Received 11 December 2015; Accepted 17 January 2016

Academic Editor: Benedetta Bussolati

Copyright © 2016 Hui Xie et al. This is an open access article distributed under the Creative Commons Attribution License, which permits unrestricted use, distribution, and reproduction in any medium, provided the original work is properly cited.

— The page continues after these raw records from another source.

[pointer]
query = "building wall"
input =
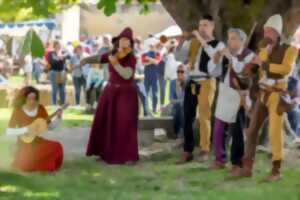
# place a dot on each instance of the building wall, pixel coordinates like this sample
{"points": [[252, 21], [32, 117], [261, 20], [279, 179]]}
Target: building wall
{"points": [[94, 22]]}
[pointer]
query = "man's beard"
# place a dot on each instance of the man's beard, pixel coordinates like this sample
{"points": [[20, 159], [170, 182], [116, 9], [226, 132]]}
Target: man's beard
{"points": [[204, 35]]}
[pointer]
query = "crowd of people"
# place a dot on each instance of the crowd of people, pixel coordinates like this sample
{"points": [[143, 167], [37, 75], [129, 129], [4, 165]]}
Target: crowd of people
{"points": [[230, 89]]}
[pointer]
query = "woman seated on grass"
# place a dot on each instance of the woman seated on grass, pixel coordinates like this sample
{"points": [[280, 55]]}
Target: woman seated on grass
{"points": [[40, 154]]}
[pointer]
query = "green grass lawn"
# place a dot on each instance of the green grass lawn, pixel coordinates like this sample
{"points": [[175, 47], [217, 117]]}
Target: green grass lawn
{"points": [[157, 178]]}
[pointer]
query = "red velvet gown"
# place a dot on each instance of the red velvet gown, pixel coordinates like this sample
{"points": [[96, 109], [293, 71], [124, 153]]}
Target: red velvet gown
{"points": [[41, 154], [113, 135]]}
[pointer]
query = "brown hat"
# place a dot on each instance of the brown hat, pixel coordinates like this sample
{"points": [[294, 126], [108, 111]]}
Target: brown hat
{"points": [[127, 33]]}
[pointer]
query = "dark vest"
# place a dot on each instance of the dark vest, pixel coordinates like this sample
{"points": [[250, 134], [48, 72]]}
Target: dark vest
{"points": [[204, 58]]}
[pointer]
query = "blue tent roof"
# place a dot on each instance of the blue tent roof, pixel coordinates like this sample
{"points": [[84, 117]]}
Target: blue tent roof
{"points": [[50, 24]]}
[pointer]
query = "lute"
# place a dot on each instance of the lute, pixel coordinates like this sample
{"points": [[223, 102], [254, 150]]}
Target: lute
{"points": [[39, 126]]}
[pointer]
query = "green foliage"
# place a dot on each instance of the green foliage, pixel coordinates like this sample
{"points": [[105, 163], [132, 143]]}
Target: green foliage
{"points": [[32, 45], [243, 16], [15, 10]]}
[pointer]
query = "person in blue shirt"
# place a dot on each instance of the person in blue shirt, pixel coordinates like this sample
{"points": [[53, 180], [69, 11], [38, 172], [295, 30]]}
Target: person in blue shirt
{"points": [[151, 60], [176, 99]]}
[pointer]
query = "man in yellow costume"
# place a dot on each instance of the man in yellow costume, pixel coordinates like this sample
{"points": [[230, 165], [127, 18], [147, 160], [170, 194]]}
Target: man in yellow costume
{"points": [[275, 60], [200, 89]]}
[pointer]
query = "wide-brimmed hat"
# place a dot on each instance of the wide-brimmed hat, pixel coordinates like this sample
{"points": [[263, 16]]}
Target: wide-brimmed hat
{"points": [[126, 33], [275, 22]]}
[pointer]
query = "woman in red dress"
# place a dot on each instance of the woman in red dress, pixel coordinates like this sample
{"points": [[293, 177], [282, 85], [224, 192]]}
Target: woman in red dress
{"points": [[40, 154], [113, 135]]}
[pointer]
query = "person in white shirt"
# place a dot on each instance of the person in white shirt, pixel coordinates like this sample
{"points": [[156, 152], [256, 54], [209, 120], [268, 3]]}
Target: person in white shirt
{"points": [[28, 67]]}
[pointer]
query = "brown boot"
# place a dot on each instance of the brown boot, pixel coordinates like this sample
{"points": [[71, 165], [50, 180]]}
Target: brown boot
{"points": [[275, 174], [203, 156], [245, 171], [185, 158], [217, 165], [234, 168]]}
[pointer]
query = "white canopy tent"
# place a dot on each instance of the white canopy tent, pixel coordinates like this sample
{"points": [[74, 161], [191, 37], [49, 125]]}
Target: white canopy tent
{"points": [[171, 31]]}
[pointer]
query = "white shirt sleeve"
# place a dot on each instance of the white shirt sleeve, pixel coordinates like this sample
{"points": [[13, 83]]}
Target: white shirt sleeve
{"points": [[54, 124], [212, 51], [238, 66]]}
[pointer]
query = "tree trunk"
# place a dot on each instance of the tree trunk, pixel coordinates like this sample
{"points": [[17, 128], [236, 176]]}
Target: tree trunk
{"points": [[234, 13]]}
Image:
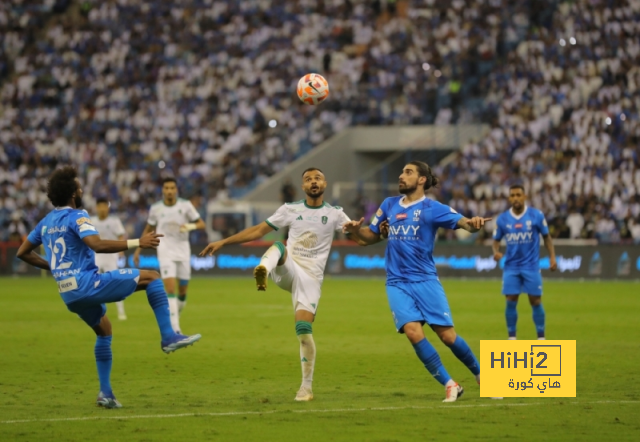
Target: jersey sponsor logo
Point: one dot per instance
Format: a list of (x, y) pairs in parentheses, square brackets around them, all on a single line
[(85, 227), (57, 229), (404, 230), (520, 236), (66, 285)]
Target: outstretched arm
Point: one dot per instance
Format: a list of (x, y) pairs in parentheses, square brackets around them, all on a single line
[(472, 224), (364, 236), (250, 234), (26, 253), (99, 245), (548, 244)]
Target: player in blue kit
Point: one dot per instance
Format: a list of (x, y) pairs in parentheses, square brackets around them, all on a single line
[(521, 227), (414, 291), (71, 241)]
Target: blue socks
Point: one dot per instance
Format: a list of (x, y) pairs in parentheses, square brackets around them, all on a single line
[(538, 319), (461, 349), (431, 360), (157, 298), (512, 317), (104, 358)]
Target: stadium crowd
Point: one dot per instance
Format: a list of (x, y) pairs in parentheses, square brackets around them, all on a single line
[(564, 108), (130, 90)]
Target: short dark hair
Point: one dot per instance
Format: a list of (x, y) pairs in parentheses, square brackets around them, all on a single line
[(425, 171), (169, 179), (62, 185), (311, 169)]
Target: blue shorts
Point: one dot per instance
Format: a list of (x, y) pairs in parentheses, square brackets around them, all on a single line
[(515, 282), (422, 302), (111, 286)]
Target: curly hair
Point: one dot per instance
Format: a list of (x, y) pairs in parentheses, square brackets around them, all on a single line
[(425, 171), (62, 185)]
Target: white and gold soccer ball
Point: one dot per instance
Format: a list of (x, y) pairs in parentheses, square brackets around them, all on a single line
[(313, 89)]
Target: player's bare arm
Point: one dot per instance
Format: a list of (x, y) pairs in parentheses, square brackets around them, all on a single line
[(136, 255), (250, 234), (26, 253), (364, 236), (150, 240), (548, 244), (472, 224), (198, 225), (497, 255)]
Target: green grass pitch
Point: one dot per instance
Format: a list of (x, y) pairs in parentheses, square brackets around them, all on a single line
[(239, 382)]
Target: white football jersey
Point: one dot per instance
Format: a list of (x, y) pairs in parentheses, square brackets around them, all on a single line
[(311, 231), (109, 228), (167, 220)]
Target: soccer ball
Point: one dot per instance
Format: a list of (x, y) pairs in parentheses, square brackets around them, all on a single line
[(313, 89)]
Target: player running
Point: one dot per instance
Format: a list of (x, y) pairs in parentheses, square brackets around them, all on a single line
[(299, 267), (174, 218), (109, 227), (414, 291), (521, 227), (71, 241)]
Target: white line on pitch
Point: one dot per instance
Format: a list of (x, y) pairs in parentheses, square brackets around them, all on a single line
[(335, 410)]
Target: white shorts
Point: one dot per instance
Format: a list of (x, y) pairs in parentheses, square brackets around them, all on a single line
[(305, 290), (175, 269), (106, 262)]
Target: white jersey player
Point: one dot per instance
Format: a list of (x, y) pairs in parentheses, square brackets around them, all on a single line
[(109, 227), (299, 267), (174, 218)]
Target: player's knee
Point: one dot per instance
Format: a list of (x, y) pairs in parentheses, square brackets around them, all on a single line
[(414, 332)]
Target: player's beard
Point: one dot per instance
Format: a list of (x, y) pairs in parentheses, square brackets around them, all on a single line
[(406, 189), (314, 193)]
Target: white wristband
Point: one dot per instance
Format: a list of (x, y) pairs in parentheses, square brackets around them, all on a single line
[(189, 227)]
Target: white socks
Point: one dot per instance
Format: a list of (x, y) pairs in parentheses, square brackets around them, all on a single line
[(181, 305), (307, 358), (271, 257), (175, 314)]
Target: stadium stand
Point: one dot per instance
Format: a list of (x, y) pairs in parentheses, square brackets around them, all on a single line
[(129, 90)]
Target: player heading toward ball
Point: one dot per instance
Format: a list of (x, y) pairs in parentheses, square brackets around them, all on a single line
[(174, 218), (414, 291), (299, 267), (71, 242), (521, 227)]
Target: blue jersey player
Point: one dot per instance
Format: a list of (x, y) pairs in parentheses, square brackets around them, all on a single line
[(521, 227), (414, 291), (70, 241)]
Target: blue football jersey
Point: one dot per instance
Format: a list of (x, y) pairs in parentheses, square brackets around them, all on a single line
[(72, 262), (522, 235), (412, 233)]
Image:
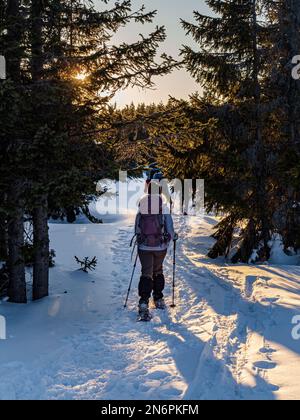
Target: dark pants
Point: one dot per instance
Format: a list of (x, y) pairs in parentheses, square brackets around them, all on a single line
[(152, 279)]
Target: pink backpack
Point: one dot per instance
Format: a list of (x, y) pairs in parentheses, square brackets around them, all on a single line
[(151, 228)]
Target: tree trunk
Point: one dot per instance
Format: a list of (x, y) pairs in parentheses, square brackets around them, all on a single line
[(3, 233), (40, 213), (16, 265), (41, 247), (15, 228)]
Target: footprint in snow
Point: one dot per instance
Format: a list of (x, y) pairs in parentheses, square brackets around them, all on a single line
[(265, 365)]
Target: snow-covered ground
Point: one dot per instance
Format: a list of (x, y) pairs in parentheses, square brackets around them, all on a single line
[(230, 336)]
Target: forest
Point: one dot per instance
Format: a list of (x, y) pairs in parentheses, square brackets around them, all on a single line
[(60, 131), (218, 297)]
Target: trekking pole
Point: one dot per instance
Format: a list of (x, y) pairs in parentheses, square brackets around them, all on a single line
[(174, 272), (130, 284)]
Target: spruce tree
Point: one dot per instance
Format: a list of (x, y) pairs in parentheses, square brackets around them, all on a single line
[(230, 66)]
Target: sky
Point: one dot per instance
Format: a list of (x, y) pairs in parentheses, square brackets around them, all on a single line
[(179, 84)]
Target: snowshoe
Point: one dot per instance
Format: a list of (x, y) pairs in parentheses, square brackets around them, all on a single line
[(144, 313), (160, 304)]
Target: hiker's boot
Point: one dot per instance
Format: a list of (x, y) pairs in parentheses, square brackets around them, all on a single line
[(160, 304), (158, 287), (144, 314)]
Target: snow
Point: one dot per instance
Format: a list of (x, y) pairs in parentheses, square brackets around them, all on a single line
[(230, 336)]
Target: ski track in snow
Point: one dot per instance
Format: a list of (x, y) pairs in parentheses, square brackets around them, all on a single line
[(228, 338)]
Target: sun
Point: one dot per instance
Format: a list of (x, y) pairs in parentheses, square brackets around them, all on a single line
[(81, 76)]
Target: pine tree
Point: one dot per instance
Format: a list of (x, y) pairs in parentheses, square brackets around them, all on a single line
[(12, 184), (284, 90), (230, 66), (70, 71)]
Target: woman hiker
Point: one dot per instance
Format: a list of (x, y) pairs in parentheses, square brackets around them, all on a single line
[(154, 230)]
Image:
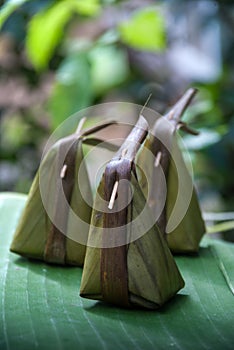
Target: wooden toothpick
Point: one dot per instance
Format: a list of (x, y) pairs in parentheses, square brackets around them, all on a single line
[(63, 171), (158, 159), (80, 125), (146, 102), (113, 195), (124, 151), (171, 114)]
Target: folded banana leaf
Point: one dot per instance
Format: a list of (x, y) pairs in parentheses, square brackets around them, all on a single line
[(180, 219), (54, 224), (127, 262)]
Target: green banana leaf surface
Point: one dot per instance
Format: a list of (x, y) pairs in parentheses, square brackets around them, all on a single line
[(40, 307)]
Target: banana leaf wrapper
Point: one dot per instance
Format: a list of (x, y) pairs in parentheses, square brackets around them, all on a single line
[(48, 229), (128, 262), (181, 219)]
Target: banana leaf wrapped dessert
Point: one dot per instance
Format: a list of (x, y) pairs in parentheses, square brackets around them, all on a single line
[(181, 218), (54, 224), (128, 262)]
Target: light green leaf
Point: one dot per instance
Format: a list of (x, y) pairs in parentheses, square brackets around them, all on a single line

Mesenchymal stem cells (MSCs) are known to support the characteristic properties of hematopoietic stem and progenitor cells (HSPCs) in the bone marrow hematopoietic microenvironment. MSCs are used in coculture systems as a feeder layer for the ex vivo expansion of umbilical cord blood (CB) to increase the relatively low number of HSPCs in CB. Findings increasingly suggest that MSC-derived microvesicles (MSC-MVs) play an important role in the biological functions of their parent cells. We speculate that MSC-MVs may recapitulate the hematopoiesis-supporting effects of their parent cells. In the current study, we found MSC-MVs containing microRNAs that are involved in the regulation of hematopoiesis. We also demonstrated that MSC-MVs could improve the expansion of CB-derived mononuclear cells and CD34+ cells and generate a greater number of primitive progenitor cells in vitro. Additionally, when MSC-MVs were added to the CB-MSC coculture system, they could improve the hematopoiesis-supporting effects of MSCs. These findings highlight the role of MSC-MVs in the ex vivo expansion of CB, which may offer a promising therapeutic approach in CB transplantation.